More from Roland soon… he’s promised me a tour of the “real” Fillmore!
[Photo cred: Gary Malec]
It is hard to escape the inequality so visible in San Francisco. Walk down one side of Fillmore Street and you are greeted by row upon row of designer labels. Walk down the other side and you are greeted by the down and outs. The vast divide captured in less than a mile got me thinking. Have we each created two different worlds in which to live in? Let me explain.
We have a deep set of values that we are proud of. These include fairness, justice, empathy, generosity, judgment and curiosity about the unknown. We cultivate these within ourselves and support our family and friends in doing the same. Our homes are filled with love and warmth. They are well-maintained and welcoming. We encourage our children to speak their minds but also to listen carefully. We ensure that they share with those who live in and enter our homes. We build relationships with our neighbors and look after each other in times of need.
But here’s the confusing part. We are not inherently self-interested, yet support a world that rewards self-interest. We are fair by nature, yet allow an economy to exist that distributes income and opportunity unequally. We enjoy forming balanced judgments based on reasoned arguments, yet accept one-sided rhetoric from politicians and businesses. We empathize with the suffering of those nearest to us but easily walk past a homeless person on the street. We care for plants and animals at home, yet consume goods that are harmful to the planet or involve animal cruelty.
How can we simultaneously operate in one circle for our friends and family and an entirely different circle for our fellow humankind? Does this simple division drive the outcomes for society that we most want to avoid — income inequality, poverty, environmental degradation, political stasis? Perhaps it does. We divide our world into things we think we can control and those that we think we can’t. But the outer circle will eventually creep up on the inner circle. We suffer the consequences of inaction.

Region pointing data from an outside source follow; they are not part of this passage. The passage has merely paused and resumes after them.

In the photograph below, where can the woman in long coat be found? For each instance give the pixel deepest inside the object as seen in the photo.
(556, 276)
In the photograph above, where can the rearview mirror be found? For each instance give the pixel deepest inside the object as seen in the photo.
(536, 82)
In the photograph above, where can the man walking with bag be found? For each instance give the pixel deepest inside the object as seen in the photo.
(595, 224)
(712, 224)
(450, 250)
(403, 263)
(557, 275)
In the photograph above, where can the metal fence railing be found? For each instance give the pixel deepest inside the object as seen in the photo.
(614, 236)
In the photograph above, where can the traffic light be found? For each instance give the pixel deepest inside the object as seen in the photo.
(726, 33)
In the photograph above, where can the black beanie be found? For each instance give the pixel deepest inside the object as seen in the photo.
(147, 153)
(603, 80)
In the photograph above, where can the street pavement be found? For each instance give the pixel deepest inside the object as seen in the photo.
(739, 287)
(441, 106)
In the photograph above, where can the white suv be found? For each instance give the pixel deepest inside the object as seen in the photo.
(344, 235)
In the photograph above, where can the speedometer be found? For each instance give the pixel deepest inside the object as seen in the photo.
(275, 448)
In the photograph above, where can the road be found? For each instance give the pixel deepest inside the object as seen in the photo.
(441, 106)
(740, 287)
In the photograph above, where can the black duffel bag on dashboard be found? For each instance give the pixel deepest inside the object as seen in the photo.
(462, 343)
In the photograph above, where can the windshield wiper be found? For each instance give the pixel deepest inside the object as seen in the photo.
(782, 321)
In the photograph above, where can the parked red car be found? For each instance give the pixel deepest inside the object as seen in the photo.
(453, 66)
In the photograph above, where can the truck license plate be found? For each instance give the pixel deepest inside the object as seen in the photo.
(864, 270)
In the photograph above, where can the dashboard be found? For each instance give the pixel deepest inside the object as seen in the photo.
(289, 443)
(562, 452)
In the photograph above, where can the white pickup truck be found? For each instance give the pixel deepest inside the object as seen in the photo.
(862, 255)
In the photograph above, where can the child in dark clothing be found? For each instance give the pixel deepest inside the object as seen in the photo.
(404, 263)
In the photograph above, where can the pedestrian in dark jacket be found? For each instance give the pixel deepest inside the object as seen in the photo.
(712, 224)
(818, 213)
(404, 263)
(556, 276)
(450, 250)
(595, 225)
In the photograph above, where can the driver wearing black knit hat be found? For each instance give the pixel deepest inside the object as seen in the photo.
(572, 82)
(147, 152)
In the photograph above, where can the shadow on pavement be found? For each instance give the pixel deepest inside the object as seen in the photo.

It doesn’t have to be like this. We can be proactive and create change for everyone. Gandhi said “whenever you are in doubt or when the self becomes too much with you…recall the face of the poorest and the weakest man whom you may have seen and ask yourself if the step you contemplate is going to be of any use to him.” If we identify our core set of values — fairness, justice, equality, sustainability — and apply them to every action that we take, then we can shift our circles so that they cross. In time, they might even merge. Our private demands would be equal to our social demands. Clean air. Decent pay for a decent day’s work. Tax justice. Effective social security support. The way to achieve change is to truly live our values.